According to https://en.wikipedia.org/wiki/Schwarz_integral_formula, which I will paraphrase here, if $f$ is a holomorphic on the closed unit disk $\{ \lvert z \rvert \leq 1 \}$, then
$f(z) = \frac{1}{2\pi i} \oint_{\lvert \zeta \rvert = 1} \frac{\zeta+z}{\zeta-z}\operatorname{Re}(f(\zeta)) \frac{d\zeta}{\zeta} + i \operatorname{Im}(f(0))$,
for all $\lvert z \rvert < 1$.
My question is this, how much can one weaken the hypothesis that $f$ is holomorphic on $\overline{D}$, while retaining the conclusion?
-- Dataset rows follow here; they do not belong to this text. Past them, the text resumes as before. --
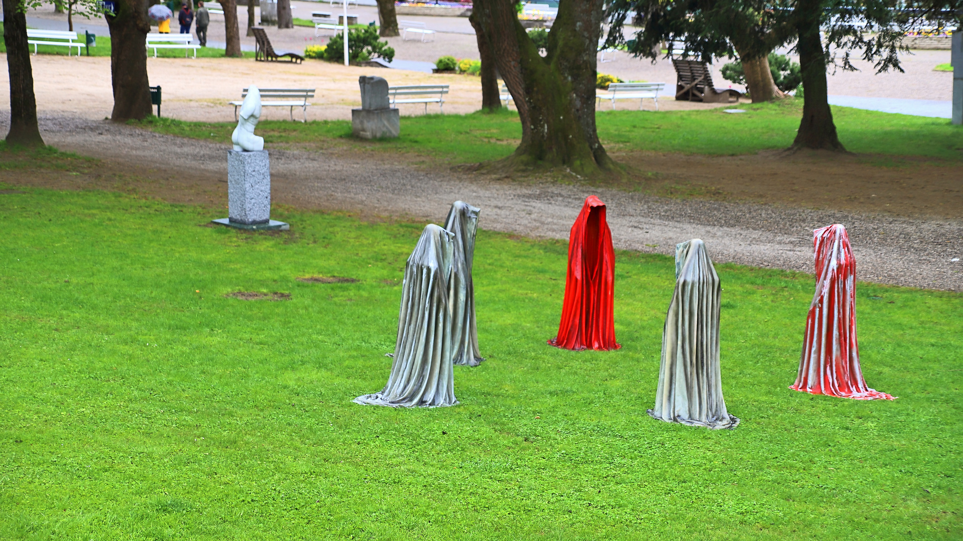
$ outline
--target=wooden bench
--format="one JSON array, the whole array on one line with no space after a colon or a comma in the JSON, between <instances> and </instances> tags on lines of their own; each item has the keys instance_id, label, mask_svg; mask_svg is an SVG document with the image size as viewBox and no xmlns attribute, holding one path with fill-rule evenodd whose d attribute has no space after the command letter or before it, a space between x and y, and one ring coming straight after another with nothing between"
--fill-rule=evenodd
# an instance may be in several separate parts
<instances>
[{"instance_id":1,"label":"wooden bench","mask_svg":"<svg viewBox=\"0 0 963 541\"><path fill-rule=\"evenodd\" d=\"M187 58L188 49L194 49L194 58L197 58L197 49L200 45L192 43L190 34L148 34L147 49L154 49L154 58L157 58L157 49L184 49L184 58Z\"/></svg>"},{"instance_id":2,"label":"wooden bench","mask_svg":"<svg viewBox=\"0 0 963 541\"><path fill-rule=\"evenodd\" d=\"M66 47L66 56L70 56L70 49L77 47L77 56L80 57L80 48L85 44L74 42L77 39L76 32L66 32L63 30L39 30L36 28L27 29L27 43L34 46L34 55L37 55L38 45L60 45ZM54 41L53 39L56 39Z\"/></svg>"},{"instance_id":3,"label":"wooden bench","mask_svg":"<svg viewBox=\"0 0 963 541\"><path fill-rule=\"evenodd\" d=\"M271 39L268 39L268 33L264 31L264 28L252 26L250 27L250 31L254 33L254 60L267 62L269 60L276 61L281 57L288 57L293 63L300 64L304 62L304 57L294 51L275 51L274 47L271 45Z\"/></svg>"},{"instance_id":4,"label":"wooden bench","mask_svg":"<svg viewBox=\"0 0 963 541\"><path fill-rule=\"evenodd\" d=\"M716 89L709 64L695 60L672 59L677 75L675 99L706 103L739 102L742 92L732 89Z\"/></svg>"},{"instance_id":5,"label":"wooden bench","mask_svg":"<svg viewBox=\"0 0 963 541\"><path fill-rule=\"evenodd\" d=\"M398 23L401 24L403 28L402 30L403 40L404 41L408 40L408 32L410 32L412 34L421 34L422 43L425 43L427 41L434 41L434 38L431 38L430 39L425 39L434 34L434 31L426 28L427 25L424 22L418 22L416 20L400 20L398 21ZM414 39L414 38L412 38L412 39Z\"/></svg>"},{"instance_id":6,"label":"wooden bench","mask_svg":"<svg viewBox=\"0 0 963 541\"><path fill-rule=\"evenodd\" d=\"M602 100L612 100L612 110L615 110L616 99L638 99L638 110L642 110L642 100L651 99L656 103L656 111L659 111L659 92L665 89L665 83L609 83L608 93L598 93L595 97L599 100L599 108L602 107Z\"/></svg>"},{"instance_id":7,"label":"wooden bench","mask_svg":"<svg viewBox=\"0 0 963 541\"><path fill-rule=\"evenodd\" d=\"M258 89L261 92L261 107L287 107L290 108L291 121L295 119L295 108L300 107L304 115L302 122L307 122L307 108L311 105L307 98L314 97L314 89ZM234 106L234 120L238 119L238 107L244 105L244 98L247 97L247 89L241 91L241 100L232 101ZM264 101L264 98L288 98L286 101Z\"/></svg>"},{"instance_id":8,"label":"wooden bench","mask_svg":"<svg viewBox=\"0 0 963 541\"><path fill-rule=\"evenodd\" d=\"M399 103L424 103L426 115L428 115L428 104L437 103L438 111L444 113L442 110L442 104L445 103L445 94L447 93L448 85L407 85L404 87L388 87L388 101L391 105L398 105ZM398 99L399 96L404 99Z\"/></svg>"}]
</instances>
For instance, if $f$ is only assumed to be holomorphic on the open disk $D$, and continuous on $\overline{D}$, will the conclusion hold? If not, can one add an extra hypothesis, so that the conclusion will hold, and will allow the function to have some kind of singularity at the boundary. The type of singularities I am interested in are branch type singularities, such as fractional powers $(z-1)^a$, say, for some $a>0$.
If $f$ is holomorphic in the open disk and continuous on the closed disk the formula is valid. All you have to do is to apply the formula for the disk $|z|=1-\epsilon$ and then let $\epsilon \to 0$.